The single status of “leftover women”, or young women who have failed to get married at the age of, say, 30, has become a buzzword in today’s China. People have had heated discussions about why they have been left over and how society can figure out any solutions.
Journalist-turned academic Leta Hong Fincher recently carried the issue further to discuss the link between “leftover women” and China’s “resurgence of gender inequality”.
In a book named Leftover Women: The Resurgence of Gender Inequality in China, she claimed China is now trying to engineer the return of these leftover women to the kitchen and has joined an alliance of property companies and dating websites to confront the issue, according to an Economist book review.
One may wonder why China has tried to do that.
According to the author, China’s expanding social freedoms in the new century have led more women to remain single, whether by choice or not. That has alarmed the Party, the author said, because it believes society is more stable with fewer single people. Moreover, the author claimed, new families can drive consumption and the property boom, and marriage of more educated females will lead to the birth of better “quality” children.
According to Fincher, such a plotting is eroding the freedom that Chinese women gained after the founding of the People’s Republic in 1949.
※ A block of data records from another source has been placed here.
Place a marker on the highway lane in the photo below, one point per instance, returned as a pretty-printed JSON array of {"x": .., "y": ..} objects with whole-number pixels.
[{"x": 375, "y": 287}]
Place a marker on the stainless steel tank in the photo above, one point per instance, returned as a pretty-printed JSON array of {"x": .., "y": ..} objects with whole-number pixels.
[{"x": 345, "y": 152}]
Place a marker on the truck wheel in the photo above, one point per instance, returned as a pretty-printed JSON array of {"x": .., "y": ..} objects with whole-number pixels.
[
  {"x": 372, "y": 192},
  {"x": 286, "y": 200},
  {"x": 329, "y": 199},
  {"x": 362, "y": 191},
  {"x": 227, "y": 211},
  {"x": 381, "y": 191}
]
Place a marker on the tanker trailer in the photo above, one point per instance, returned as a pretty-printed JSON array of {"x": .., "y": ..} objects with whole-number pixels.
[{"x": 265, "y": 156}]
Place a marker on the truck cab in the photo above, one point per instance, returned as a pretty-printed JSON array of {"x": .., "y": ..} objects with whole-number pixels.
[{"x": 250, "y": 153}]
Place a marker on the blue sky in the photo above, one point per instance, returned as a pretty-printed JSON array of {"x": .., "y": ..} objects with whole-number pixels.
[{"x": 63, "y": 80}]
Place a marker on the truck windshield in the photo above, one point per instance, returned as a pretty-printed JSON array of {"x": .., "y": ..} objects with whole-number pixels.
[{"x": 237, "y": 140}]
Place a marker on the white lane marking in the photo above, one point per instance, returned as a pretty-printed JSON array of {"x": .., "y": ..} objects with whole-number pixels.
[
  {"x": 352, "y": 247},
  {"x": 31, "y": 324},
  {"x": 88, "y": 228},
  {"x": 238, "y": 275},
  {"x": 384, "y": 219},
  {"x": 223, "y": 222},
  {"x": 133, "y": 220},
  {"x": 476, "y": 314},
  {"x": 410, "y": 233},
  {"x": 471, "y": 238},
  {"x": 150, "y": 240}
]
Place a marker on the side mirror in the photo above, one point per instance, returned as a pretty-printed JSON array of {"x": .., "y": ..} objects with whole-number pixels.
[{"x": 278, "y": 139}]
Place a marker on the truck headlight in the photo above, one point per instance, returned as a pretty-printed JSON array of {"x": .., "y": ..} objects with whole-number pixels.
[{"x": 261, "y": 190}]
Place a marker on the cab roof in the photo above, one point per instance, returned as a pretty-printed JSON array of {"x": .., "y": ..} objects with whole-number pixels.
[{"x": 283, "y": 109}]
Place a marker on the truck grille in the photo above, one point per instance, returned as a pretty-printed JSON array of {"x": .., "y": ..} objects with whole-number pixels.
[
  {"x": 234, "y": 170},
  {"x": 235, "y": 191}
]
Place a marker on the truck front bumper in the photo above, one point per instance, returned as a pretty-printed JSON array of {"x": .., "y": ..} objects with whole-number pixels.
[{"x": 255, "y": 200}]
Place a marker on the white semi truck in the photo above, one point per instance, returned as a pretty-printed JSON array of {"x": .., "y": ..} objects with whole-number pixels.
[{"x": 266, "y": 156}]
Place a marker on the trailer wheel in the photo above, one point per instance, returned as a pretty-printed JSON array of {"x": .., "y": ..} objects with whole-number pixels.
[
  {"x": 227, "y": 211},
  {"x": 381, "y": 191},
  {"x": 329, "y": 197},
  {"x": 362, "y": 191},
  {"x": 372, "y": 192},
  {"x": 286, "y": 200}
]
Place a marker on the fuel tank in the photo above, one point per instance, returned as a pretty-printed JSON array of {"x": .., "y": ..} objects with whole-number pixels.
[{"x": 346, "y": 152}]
“Leftover women” is a compelling piece of original research, according to an Economist book review. But it said Ms. Fincher “may be over-egging the pudding a little”. Compared with women in most developing countries, Chinese women are still doing quite well, the article said. Even compared with Korea or Japan, in many areas of society their status and participation are high.
And there are signs that they are fighting back, the Economist article observed. Determined not to be re-subjugated, some have taken a word that sounds like “leftover” in Chinese but means “triumphant”, and are using it to describe themselves and to defend their decision to remain single.